When we arrived in Chust, the buses drove to a huge lumberyard. The yard was enclosed by a high wooden fence and surrounded by soldiers. It was a warm, sunny day, and they unloaded us into the open area. Families struggled to remain together. Men, women, children, the elderly, the sick, and the helpless, all were deposited there, sitting on the ground with their small bundles of belongings. Children cried. A constant wailing filled the air.
There was no place in the yard for dealing with human necessities, neither for ladies nor men. After sitting there a few hours, people tried to relieve themselves in corners of the yard. Women would go in groups and hold up a coat or cloth to shield themselves. Children relieved themselves all over the place. Every hour or so, new buses arrived, delivering Jewish cargo from different villages.
I walked around the fence inside the yard, and found a loose board. I was convinced I could get out through the hole. Although I had no idea where I would go, I rushed back and told Zvi about it, urging him to join me. "Let's get out, let's get out of here, and we'll worry where to go later."
Zvi disagreed. "How could we leave Moshe alone with the two children? No, we have to stick together. Whatever happens, happens." As it turned out, we could help Moshe very little, but perhaps just having us there made him feel a little more secure.
Scorched from the sun and the heat, we nevertheless fasted the whole day, and suffered greatly from thirst. Toward evening, several young Jewish boys from this town of Chust managed to get close to the yard, and from outside the high fence they whispered in to us, to try to calm our fears. They told us we would be taken to Poland where there were lots of empty houses that people left after the Hungarians marched in there. This was only a rumor - who knew where we were going to be taken - but I guess these boys didn't know what else to tell us to calm our anxieties.

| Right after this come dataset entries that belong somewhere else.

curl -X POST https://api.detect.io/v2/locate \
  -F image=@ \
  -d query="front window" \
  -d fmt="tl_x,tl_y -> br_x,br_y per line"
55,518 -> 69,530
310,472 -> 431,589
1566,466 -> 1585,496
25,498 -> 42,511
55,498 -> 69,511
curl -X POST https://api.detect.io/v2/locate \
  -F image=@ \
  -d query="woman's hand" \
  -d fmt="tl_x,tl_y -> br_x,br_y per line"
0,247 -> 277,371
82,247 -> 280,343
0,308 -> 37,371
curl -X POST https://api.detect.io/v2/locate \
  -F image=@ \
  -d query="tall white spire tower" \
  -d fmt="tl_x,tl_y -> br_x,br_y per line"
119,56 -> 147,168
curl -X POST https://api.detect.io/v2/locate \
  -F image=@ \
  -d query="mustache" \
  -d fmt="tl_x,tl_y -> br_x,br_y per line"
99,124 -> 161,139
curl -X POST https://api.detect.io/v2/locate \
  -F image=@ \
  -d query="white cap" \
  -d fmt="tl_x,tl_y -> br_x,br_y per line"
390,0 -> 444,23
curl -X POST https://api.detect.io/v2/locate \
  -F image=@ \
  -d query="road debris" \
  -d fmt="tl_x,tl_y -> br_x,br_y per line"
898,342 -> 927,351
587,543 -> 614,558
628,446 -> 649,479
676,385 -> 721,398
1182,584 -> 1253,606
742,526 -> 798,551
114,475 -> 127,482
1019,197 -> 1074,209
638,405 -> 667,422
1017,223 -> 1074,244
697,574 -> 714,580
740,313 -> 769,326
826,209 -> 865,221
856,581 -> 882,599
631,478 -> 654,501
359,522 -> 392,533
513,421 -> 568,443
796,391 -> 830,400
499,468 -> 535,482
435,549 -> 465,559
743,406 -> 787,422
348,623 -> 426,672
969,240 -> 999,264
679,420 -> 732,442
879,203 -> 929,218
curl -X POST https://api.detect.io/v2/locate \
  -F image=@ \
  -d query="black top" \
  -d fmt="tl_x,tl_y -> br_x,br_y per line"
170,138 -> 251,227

Overnight we remained in that yard. Mothers and fathers tried to make the best of it, laying down jackets or other clothing on which their children could sleep. Infants and babies literally went to sleep on their mothers' breasts. Thank G-d it was a warm night and didn't rain. Late at night, most of the cries subsided, and we could only hear occasional sighs, the moans and groans of the adults. I could barely sleep; nor for that matter could many others. Stunned by my predicament, I gazed absentmindedly up at the clear summer sky. Who knew what to think, what to expect, what to do! Zvi kept trying to calm me, saying, "We will overcome, we will overcome." As far as we knew then, his wife and baby, were still in Kalin. We didn't know their fate, yet we hoped they'd be spared deportation and may be safe by being further from the border.

Like a flock of sheep, we huddled in the yard that night, still not believing we were in imminent danger. I'm certain now that had we known we were being earmarked for destruction, we would have resisted. I am forced to the same conclusion: our eternal Jewish belief in hope contributed to our own demise during the Shoah.

In the morning, soldiers and gendarmes entered the yard, and started chasing us toward the gate with sticks and rifle butts. Again I heard anguished screams from all over the place, cries that reached up to the sky. Families struggled to stay together and share the same destiny. Once outside, we saw that military transport trucks had pulled up for us. The trucks were open, uncovered. Gendarmes and soldiers pushed and beat people with their sticks and rifles, and loaded us onto the trucks until it wasn't possible to force even one more person on board. I have no idea how many of us were jammed onto each truck, but we managed to stay together - Moshe, his wife, the two children, Zvi and I.